5.3 Protein Interactions Modulated by Chemical Energy: Actin, Myosin, and Molecular Motors
Organisms move. Cells move. Organelles and macromolecules within cells move. Most of these movements arise from the activity of a fascinating class of protein-based molecular motors. Fueled by chemical energy, usually derived from ATP, large aggregates of motor proteins undergo cyclic conformational changes that accumulate into a unified, directional force — the tiny force that pulls apart chromosomes in a dividing cell, and the immense force that levers a pouncing, quarter-ton jungle cat into the air.
The interactions among motor proteins, as you might predict, feature complementary arrangements of ionic, hydrogen-bonding, and hydrophobic groups at protein binding sites. In motor proteins, however, the resulting interactions achieve exceptionally high levels of spatial and temporal organization.

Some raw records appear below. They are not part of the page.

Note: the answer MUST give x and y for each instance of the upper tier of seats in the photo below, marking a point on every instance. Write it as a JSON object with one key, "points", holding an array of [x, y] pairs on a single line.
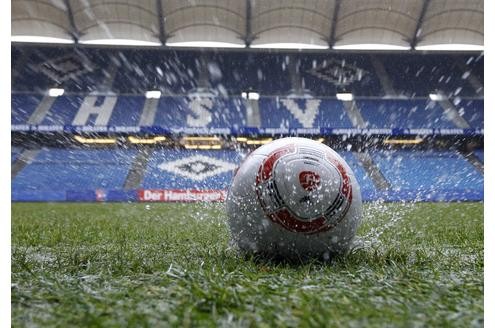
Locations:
{"points": [[403, 114], [133, 71]]}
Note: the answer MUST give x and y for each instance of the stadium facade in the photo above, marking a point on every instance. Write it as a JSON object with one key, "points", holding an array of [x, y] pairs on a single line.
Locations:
{"points": [[410, 124]]}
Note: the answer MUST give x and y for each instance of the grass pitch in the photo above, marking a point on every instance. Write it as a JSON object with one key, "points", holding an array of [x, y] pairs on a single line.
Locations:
{"points": [[141, 265]]}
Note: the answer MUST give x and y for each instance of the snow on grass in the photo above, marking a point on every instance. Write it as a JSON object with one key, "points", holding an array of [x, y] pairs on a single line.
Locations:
{"points": [[170, 265]]}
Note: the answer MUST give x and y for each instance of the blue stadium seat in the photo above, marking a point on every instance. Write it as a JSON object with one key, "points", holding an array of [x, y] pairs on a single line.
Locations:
{"points": [[189, 169], [472, 112], [387, 113], [14, 153], [127, 111], [62, 170], [275, 113], [430, 175], [480, 154]]}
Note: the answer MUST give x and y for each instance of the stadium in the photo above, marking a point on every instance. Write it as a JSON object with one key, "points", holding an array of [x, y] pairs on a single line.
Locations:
{"points": [[129, 119]]}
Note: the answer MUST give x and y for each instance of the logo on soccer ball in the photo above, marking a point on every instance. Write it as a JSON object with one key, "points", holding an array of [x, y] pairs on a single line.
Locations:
{"points": [[322, 200], [309, 180]]}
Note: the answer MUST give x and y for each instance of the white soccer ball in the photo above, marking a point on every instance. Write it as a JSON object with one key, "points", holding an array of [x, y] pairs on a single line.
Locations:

Motor proteins underlie the migration of organelles along microtubules, the motion of eukaryotic and bacterial flagella, and the movement of some proteins along DNA. Here, we focus on the well-studied example of the contractile proteins of vertebrate skeletal muscle as a paradigm for how proteins translate chemical energy into motion.
The Major Proteins of Muscle Are Myosin and Actin
The contractile force of muscle is generated by the interaction of two proteins, myosin and actin. These proteins are arranged in filaments that undergo transient interactions and slide past each other to bring about contraction. Together, actin and myosin make up more than 80% of the protein mass of muscle.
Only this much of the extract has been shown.